Kids can push themselves as hard as their parents, sometimes to their own detriment. On any given school night, hours past dinnertime, the massive Van Nuys/Sherman Oaks War Memorial park in California teems with young soccer, football, baseball, and tennis groups. As she finishes for the night, 13-year-old Elizabeth Navalta picks up her soccer ball. She likes her team because it's tough. "Not like at school where it's all soft and not about winning. I like to win," she says.

This is a generation raised on 25 years of ESPN, says Dr. John McCarthy, director of the Institute for Athletic Coach Education at Boston University. "It's really hard to separate this professional model that's held in front of us all the time from what young people need at various stages of development," he adds.

Those who run the elite athletic teams say there's a place for high-powered sports for kids who can handle it. Parents are the biggest problem, says Rich Goldberg, founder and president of the American Roundball Corporation (ARC).

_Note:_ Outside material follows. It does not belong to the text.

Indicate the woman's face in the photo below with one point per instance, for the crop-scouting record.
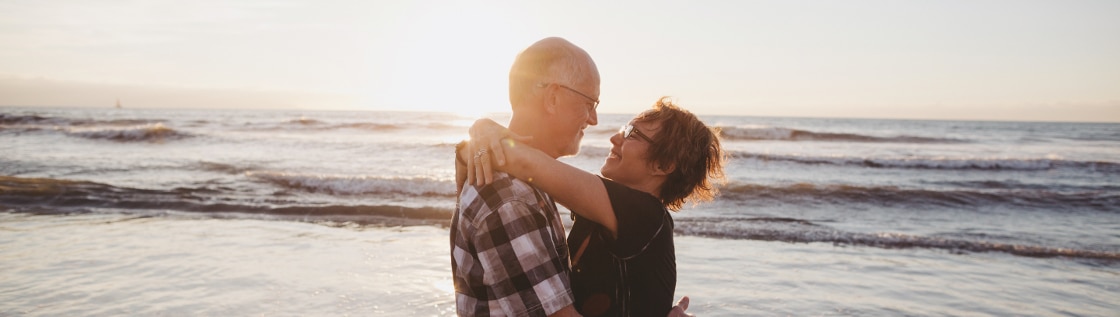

He wishes parents would just drop off the kids and leave the rest to the professionals. "All those dreams of money and pro careers are coming from the parents."

But many parents say even the well-run systems are breaking down. Nikki Shipley of Encino, Calif., tells of a boy in her son's public school who came from Minnesota, failed to get into his first choice college, left town and registered as a junior in a nearby district to try again. Allowing older kids to "play down" is known as a "grade exception," says Mr. Goldberg. It began as a method of allowing smaller national leagues, primarily from the South, to hold their own against large, urban teams. "But it's gotten completely out of control," says Ms. Shipley, whose 16-year-old first chose a basketball over other toys in his crib at 4 months old.

The focus on winning and garnering the attention of the all-important college or pro scouts is crushing out teamwork and good sportsmanship, says Shipley: "How can you compete when some other kids are allowed to do all kinds of hot dog behavior on the court, or get away with bringing in 20-year-olds from Croatia?"

Many programs are springing up to reverse this trend, with more emphasis on the process rather than the prize. Numerous national groups are beginning to set standards for nonschool affiliated teams and leagues, with the aim of training coaches to be more developmentally appropriate.

But some observers question whether a culture so geared toward big-money, winner-take-all games can be altered. "I think it will take generations for this to change," says sports psychologist Richard Lustberg, who calls the problem a window into the very essence of American culture. "We are a society in decline about our sports and moral values. Either something big will have to happen to change it, or it will simply continue to go downhill."